Les Nations unies estiment que, chaque année dans le monde, plus de cinq mille femmes meurent au nom de l'"honneur". Le nombre de victimes serait en réalité trois à quatre fois supérieur selon les organisations non gouvernementales.
En Afghanistan, en Albanie, en Arabie Saoudite, en Bosnie, à Bahreïn, au Bangladesh, au Brésil, au Cambodge, en Egypte, aux Emirats arabes unis, en Ethiopie, en Géorgie, en Inde, en Jordanie, en Indonésie, en Irak, en Iran, en Israël, au Liban, au Maroc, au Mexique, au Népal, au Nigeria, à Oman, en Ouzbékistan, en Palestine, au Qatar, en Somalie, au Soudan, en Syrie, en Turquie, au Yémen???

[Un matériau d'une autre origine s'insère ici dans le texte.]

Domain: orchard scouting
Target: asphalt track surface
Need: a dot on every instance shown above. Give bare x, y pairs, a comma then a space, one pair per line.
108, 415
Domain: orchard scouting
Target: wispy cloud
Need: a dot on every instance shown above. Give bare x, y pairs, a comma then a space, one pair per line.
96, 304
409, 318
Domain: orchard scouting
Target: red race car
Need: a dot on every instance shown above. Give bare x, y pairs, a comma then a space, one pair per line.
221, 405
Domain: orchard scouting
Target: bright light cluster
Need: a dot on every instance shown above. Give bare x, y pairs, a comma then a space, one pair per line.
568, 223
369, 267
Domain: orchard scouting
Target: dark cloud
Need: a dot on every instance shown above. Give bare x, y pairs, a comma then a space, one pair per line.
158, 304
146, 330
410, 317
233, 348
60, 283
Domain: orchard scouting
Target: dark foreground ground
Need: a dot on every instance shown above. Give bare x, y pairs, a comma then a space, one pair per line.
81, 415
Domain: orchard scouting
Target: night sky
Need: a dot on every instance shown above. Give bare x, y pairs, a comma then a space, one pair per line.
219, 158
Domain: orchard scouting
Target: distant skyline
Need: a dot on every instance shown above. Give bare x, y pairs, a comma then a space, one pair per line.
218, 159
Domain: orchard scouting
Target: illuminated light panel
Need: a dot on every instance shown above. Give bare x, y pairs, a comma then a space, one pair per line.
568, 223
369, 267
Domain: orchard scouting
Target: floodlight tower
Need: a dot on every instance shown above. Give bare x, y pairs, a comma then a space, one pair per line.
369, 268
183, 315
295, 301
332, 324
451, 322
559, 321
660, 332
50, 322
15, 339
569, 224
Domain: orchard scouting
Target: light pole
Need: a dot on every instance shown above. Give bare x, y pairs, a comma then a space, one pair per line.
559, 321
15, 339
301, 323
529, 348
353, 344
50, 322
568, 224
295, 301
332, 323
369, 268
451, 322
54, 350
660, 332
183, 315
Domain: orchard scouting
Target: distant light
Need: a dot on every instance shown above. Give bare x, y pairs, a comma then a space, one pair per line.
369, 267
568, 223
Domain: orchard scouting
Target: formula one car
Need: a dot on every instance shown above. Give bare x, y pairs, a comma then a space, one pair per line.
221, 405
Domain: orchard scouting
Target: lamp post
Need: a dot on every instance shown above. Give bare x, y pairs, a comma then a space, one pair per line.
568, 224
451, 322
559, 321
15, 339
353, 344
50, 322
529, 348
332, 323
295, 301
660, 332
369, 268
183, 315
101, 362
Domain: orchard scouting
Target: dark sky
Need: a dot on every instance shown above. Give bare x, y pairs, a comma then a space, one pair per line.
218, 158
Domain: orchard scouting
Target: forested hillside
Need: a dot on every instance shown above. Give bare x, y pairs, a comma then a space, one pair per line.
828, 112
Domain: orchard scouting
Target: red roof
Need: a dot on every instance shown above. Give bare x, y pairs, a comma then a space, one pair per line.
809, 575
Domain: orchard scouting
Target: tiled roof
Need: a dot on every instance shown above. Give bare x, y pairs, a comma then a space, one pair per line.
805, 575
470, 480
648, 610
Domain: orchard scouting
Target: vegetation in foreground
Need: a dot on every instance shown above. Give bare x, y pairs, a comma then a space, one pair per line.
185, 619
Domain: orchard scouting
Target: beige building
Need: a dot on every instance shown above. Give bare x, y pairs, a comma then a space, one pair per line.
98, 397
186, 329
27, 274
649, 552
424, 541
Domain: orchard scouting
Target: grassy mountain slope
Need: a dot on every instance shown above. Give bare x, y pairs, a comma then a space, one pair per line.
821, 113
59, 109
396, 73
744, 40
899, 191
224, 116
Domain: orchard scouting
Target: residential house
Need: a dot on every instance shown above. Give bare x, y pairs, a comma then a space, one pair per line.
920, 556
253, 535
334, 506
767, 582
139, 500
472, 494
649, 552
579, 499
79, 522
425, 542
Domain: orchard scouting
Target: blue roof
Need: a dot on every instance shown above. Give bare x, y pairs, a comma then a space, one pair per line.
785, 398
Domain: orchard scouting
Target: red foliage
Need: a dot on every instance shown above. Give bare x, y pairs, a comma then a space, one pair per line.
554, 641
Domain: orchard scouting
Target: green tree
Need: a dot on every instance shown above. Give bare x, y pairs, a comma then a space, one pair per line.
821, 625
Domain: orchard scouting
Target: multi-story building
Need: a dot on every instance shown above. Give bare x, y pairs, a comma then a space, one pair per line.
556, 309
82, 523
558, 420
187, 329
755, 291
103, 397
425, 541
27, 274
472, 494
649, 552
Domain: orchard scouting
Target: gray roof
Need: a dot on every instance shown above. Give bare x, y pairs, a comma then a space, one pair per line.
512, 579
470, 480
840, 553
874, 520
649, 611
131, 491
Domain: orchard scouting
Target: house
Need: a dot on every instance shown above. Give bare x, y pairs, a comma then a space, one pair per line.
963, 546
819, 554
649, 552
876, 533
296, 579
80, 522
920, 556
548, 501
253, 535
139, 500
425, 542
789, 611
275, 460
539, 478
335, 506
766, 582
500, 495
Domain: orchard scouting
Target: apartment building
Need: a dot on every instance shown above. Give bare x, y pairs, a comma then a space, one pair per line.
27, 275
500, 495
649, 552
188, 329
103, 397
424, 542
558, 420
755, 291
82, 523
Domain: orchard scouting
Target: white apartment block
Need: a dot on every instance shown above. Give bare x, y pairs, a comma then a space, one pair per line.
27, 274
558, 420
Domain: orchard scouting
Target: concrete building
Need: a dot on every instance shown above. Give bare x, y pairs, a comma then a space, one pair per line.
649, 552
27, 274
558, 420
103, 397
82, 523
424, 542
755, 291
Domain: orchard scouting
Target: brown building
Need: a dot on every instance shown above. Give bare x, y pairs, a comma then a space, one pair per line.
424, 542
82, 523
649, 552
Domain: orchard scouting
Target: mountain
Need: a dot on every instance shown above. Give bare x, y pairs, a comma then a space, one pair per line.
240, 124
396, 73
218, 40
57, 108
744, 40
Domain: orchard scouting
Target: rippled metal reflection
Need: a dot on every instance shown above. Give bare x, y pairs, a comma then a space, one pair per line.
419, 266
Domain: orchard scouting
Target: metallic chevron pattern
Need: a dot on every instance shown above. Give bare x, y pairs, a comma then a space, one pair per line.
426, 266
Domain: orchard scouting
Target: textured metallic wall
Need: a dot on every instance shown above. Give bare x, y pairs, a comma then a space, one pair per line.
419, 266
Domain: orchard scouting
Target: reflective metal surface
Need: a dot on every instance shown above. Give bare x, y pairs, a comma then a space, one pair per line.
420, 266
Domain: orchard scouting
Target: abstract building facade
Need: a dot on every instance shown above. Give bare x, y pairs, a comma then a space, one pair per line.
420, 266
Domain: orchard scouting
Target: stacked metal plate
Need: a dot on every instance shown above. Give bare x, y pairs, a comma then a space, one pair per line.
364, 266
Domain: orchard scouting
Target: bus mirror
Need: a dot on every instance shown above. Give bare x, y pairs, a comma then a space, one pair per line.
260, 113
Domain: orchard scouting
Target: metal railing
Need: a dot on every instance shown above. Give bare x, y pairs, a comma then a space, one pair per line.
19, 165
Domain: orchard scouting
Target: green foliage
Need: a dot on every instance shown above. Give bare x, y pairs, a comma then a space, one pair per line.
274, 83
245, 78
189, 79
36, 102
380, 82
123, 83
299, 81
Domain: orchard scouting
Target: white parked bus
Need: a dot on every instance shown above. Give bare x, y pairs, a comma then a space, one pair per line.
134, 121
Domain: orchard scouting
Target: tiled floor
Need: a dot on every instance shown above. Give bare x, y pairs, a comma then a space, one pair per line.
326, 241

Ainsi qu'au Canada et en Europe: Allemagne, Belgique, France, Grande-Bretagne, Italie, Suède...
     Leurs familles les condamnent à mort parce qu'elles ont choisi librement leur fiancé, qu'elles ont refusé un mariage forcé. Parce que leur comportement a été jugé immoral. Parce qu'elles ont subi un viol.
     Souvent ceux qui les assassinent ne sont pas considérés comme des criminels.
     Mais comme des héros."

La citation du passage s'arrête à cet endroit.